In light of recent civil unrest, including #blacklivesmatter and #metoo movements,it has never been more important for people in positions of power to listen citizen voices.
For my microsoft student accelerator project, I will be trying to develop machine learning model which can read descriptions about government protests, and construct a suitable label for the event.
Along with certain RSS scraping methods, I would like to extend this project to automatically label incoming news articles in accordance to protest demands. I would also love to have more comprehesive labels to describe each event, to provide insightful analysis of what specifically demands are around the world, to see if there are any similarities and differences.

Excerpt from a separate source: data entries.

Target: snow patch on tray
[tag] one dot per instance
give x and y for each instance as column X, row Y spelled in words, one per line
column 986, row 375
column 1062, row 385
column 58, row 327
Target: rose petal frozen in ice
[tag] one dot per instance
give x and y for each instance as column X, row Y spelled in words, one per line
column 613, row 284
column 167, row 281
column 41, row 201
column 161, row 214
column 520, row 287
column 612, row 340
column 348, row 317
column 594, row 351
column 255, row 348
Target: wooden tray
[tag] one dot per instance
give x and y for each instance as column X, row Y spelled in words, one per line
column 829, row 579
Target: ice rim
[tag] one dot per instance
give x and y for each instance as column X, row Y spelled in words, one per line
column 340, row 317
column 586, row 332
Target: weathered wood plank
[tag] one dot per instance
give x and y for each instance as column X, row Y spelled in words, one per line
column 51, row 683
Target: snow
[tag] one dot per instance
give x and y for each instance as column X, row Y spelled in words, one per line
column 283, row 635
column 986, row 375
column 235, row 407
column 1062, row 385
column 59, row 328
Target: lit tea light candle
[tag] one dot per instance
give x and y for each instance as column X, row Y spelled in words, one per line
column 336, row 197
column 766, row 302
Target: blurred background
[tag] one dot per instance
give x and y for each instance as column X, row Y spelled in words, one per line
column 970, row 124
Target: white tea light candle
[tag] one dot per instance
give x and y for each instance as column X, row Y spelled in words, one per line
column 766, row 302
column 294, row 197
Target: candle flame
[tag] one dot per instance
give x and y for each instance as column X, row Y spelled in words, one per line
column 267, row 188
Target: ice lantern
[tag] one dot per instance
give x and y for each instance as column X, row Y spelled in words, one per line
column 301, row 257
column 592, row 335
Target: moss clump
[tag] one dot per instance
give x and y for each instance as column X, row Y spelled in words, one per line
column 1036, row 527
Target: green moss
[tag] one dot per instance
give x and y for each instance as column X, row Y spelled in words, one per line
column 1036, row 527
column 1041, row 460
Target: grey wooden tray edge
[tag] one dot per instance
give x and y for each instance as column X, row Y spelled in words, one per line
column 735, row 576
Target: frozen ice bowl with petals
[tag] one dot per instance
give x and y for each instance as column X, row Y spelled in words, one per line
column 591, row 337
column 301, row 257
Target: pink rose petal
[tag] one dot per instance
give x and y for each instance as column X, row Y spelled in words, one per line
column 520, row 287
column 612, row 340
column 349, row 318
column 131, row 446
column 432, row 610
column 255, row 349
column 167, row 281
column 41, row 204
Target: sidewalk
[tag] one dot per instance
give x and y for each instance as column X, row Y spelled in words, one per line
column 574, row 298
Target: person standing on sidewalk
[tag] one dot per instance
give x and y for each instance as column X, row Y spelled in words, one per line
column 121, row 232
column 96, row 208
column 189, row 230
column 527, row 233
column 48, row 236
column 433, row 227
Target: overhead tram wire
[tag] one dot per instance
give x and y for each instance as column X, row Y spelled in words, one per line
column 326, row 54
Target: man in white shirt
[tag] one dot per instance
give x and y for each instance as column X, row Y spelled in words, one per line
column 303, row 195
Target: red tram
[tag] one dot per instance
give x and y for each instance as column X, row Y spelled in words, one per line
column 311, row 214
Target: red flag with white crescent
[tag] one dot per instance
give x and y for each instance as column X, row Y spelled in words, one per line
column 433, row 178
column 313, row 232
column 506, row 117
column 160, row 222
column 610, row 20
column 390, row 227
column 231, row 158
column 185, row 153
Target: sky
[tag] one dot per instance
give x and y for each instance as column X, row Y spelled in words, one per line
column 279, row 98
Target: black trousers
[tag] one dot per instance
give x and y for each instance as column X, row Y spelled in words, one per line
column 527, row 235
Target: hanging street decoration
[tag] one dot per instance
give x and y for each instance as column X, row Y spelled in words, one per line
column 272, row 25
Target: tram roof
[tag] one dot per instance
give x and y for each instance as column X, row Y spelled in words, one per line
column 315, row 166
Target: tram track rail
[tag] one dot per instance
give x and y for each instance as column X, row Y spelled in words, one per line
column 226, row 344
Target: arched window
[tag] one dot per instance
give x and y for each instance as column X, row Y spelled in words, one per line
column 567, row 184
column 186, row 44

The following packages will be required for performing my analysis. Most of which would already be available if anaconda is installed on the local machine.
*pandas
*numpy
*tensorflow
*sklearn
*keras
*matplotlib
The database I will be using is a dataset collected by the Mass mobilisation data project. Each data row many descriptions including a 200 word description of the event that took place and a label describing protestor demands.
Data processing
To process the data, I first changed all capitalised words into non-capitalised words. I also split my data into test, validation and training sets. After that, I tokenised and padded each protest description using Kera's tokenizer and padding functions and also vectorized labels.
Model
I then used Keras to build the training model layer by layer, with a input layer consisting of all the words in each protest description, turned into 100-length vectors a hidden layer which processes input using a Long-short-term-memory neural network, and an output layer consisting of 8 neurons , each corresponding to the possible protest categories. I have used regularisers and dropout methods to reduce model overfitting. The model is then compiled using categorical cross-entropy and the adam optimiser was chosen as it was seen to have the best metrics. The process was run with 2 epochs because previous runs of the program showed the model overfitted quickly with larger epoch runs.
Evaluation
I then assessed how well model worked by observing learning curves which plot the loss and accuracy of the model against the number of times the data was trained. I also tested the accuracy based on the entire test dataset. The model doesn't seem to be very accurate and tended to overfit. This is likely because some of the protest data had very short descriptions and descriptions weren't very detailed. Perhaps a way to improve the model could be use the articles which the events were based, however some were too old to have the correct descriptions.